È la città che ti accoglie e ti fa innamorare per il suo clima e le sue bellezze.
È la città-vecchia.
È la città con più di 2000 anni di storia sulle spalle.
È la città-porto degli Imperatori e dei Papi.
È la città delle terme romane e degli affreschi negli appartamenti.
È la città degli anarchici e degli arditi del popolo.
È la città che è stata invasa, maltrattata e distrutta ma che ha sempre saputo ripartire dalle sue macerie.
È la città dei campioni.
È la città dei cervelli brillanti e degli artisti.
Ma non è solo questo.
È la città delle servitù: energetiche, portuali e perfino militari.
È la città del posto all’Enel, alla provincia alla regione e al ministero o, se si è particolarmente “fortunati”, all’Autorità Portuale.
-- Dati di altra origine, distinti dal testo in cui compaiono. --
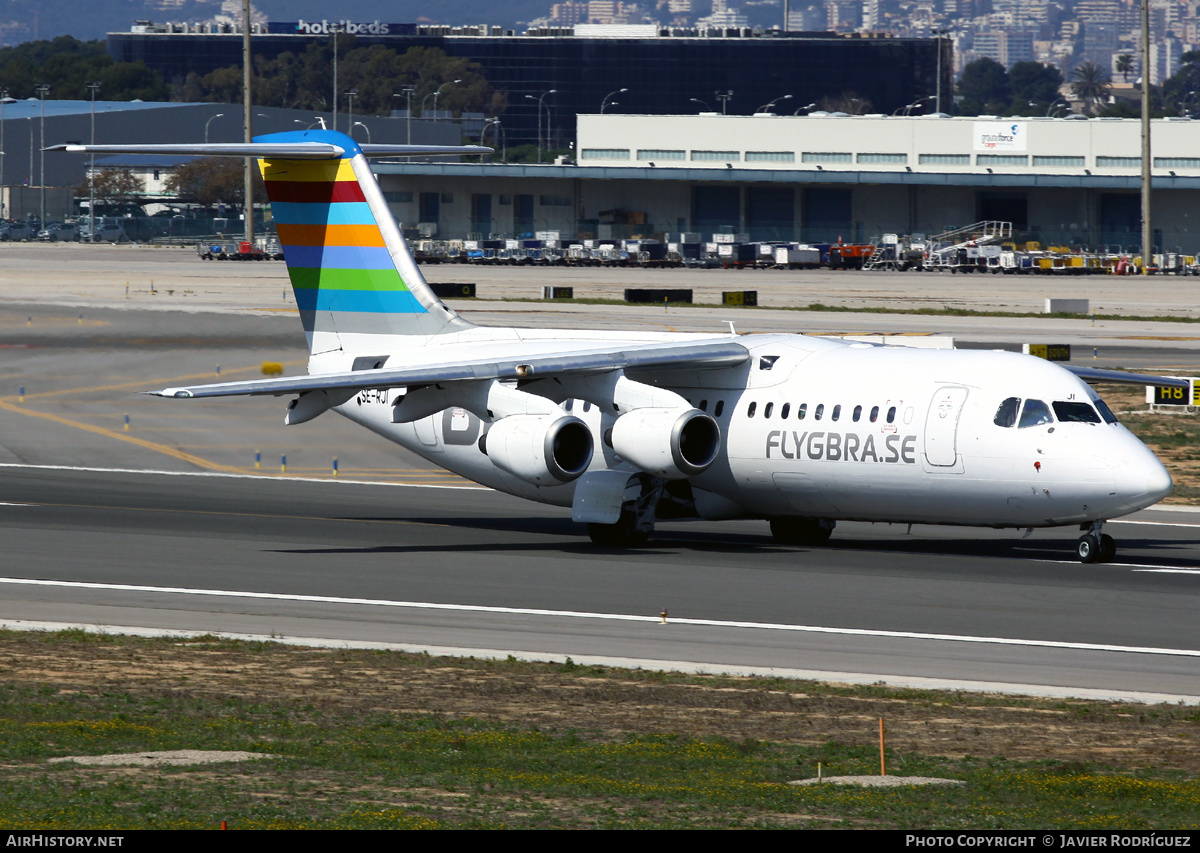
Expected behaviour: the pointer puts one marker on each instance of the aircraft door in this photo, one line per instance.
(942, 426)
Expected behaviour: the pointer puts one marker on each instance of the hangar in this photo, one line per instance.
(1060, 181)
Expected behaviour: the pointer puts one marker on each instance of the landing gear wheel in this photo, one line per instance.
(1087, 548)
(1108, 548)
(623, 534)
(801, 530)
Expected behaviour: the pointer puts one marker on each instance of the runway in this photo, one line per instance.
(246, 530)
(477, 571)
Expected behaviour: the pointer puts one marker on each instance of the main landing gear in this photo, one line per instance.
(637, 515)
(801, 529)
(1095, 546)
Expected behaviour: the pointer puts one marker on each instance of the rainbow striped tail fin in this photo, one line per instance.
(353, 276)
(352, 272)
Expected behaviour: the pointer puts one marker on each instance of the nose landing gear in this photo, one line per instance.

È la città che dimentica i suoi campioni e gli mette a “disposizione” strutture sportive da terzo mondo.
È la città dei cervelli fuggiti, dei creativi stroncati sul nascere, degli artigiani dimenticati, delle eccellenze emigrate.
È la città del traffico caotico.
È la città dei morti per tumore, della disoccupazione, dei rifiuti.
È la città che nonostante abbia due centrali elettriche, un porto tra i primi in Europa ed aziende di “rilevanza internazionale” si trova perennemente in crisi o sempre in crisi occupazionale.
È la città del cemento.
È la città con centinaia di appartamenti costruiti ed invenduti ma con un emergenza abitativa continua.
È la città che finge di essere aperta ma che nello stesso tempo si chiude a riccio su se stessa.
È una città ostaggio di una politica, locale e nazionale, che non è in grado, o forse non ha l’interesse, di vedere un po’ più in là del quinquennio di carica istituzionale.
È la città del ritorno al futuro che assomiglia tanto, troppo, al recente passato.
È una città miope, stanca e a tratti sfiduciata.
Una città che a voce vuole cambiare ma, nel profondo, è ancorata all’immobilismo.
È una città ostaggio della sua stessa gente.
Non c’è cura a questo tranne che una: il cambiamento. Quello vero.